If, like me, you went to the grocery store recently and thought that frozen juice can felt a bit odd in your hand, it’s not your imagination. Minute Maid has decided to reduce the size of its frozen juice cans as a cost-saving measure.
The move is, of course, not being announced. There’s no obvious indication on the cans that their size has been reduced (the only real difference is that the logos have been rotated so they’re upright when the can is standing), and at least one major grocery store isn’t selling it for cheaper. On a trip to Loblaws last weekend, I confirmed that both the new and old size of can (the old ones were still in stock) were on sale at $1 each (the two have different bar codes, so it’s not a technological limitation).
And, in case you’re wondering, it hasn’t just been ultra-concentrated like those liquid laundry detergents. They still recommend emptying the can’s contents and three cans worth of water to mix the juice. So now instead of getting 1.42 litres of juice, you get 1.18 litres, a reduction of 17%
When asked about the change, Minute Maid (which is owned by Coca-Cola) said this:
“With the increase in commodities, rather than pass the total cost on to the consumer, the decision was made to adjust the package size to offset some of the increase the consumer would have had to pay if this adjustment wasn’t made.”
I then asked why this change wasn’t made clear to the customer. I didn’t get a response.

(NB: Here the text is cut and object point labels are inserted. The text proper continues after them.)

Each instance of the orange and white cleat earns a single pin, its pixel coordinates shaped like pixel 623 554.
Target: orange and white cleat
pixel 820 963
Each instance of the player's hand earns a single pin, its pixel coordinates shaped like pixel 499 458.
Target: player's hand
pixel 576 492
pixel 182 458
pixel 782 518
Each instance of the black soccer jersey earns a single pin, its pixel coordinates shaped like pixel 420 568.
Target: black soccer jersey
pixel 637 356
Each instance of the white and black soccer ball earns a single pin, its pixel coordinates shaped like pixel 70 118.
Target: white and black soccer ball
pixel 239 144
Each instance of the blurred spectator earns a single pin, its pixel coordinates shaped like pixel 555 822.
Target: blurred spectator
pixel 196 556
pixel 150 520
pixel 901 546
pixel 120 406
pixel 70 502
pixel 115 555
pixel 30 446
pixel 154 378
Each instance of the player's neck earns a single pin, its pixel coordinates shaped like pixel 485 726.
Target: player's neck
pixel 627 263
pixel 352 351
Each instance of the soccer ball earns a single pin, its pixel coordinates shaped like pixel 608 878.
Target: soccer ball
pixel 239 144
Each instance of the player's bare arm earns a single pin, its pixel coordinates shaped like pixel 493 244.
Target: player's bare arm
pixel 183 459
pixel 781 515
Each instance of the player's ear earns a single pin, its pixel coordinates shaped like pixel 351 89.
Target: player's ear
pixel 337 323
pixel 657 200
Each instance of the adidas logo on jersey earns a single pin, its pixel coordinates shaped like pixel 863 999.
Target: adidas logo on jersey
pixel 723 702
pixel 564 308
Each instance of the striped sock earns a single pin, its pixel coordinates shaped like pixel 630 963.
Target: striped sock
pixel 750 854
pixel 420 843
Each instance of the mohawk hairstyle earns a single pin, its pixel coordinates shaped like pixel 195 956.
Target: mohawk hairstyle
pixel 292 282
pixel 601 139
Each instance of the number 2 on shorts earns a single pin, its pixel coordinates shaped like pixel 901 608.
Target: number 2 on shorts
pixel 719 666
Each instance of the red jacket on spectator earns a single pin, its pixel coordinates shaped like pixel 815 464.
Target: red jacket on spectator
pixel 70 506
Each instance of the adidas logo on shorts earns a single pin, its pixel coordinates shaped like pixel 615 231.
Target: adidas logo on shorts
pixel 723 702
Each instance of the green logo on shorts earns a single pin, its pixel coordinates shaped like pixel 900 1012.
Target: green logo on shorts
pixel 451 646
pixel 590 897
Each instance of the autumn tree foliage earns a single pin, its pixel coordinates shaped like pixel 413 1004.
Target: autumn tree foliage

Loblaws also didn’t respond to a query about why it didn’t make the change clear to customers and why it was charging the same for both sizes of can.
I can understand commodity prices, inflation and the increased cost of doing business. One could even make the argument that some of these frozen juices could stand to be diluted more, mainly for health reasons (I usually dilute them to a full 2 litres, and even then they’re quite sugary). But households aren’t going to reduce the size of their juice jugs or how much they drink, so this move seems strange to me.
Except when you consider how subtle it is. When you see it in the context of tricking the customer into buying less and expecting more, it all makes perfect sense: It’s a ripoff.
At least a few posts on Minute Maid’s Facebook wall (which is otherwise clogged with posts from people who joined under the apparently false impression that doing so would get them a coupon) agree. None of those posts got a response.
Minute Maid’s brands include Five Alive, Fruitopia and Nestea. Other brands (including No Name, which is still at 341ml) are unaffected … yet.
So if you’re at the store and you’re about to grab a Minute Maid concentrated frozen juice, check the can to see if it’s actually smaller than you think it is. And if you see a 355ml can (especially if it’s still on sale for $1), stock up, because they won’t last.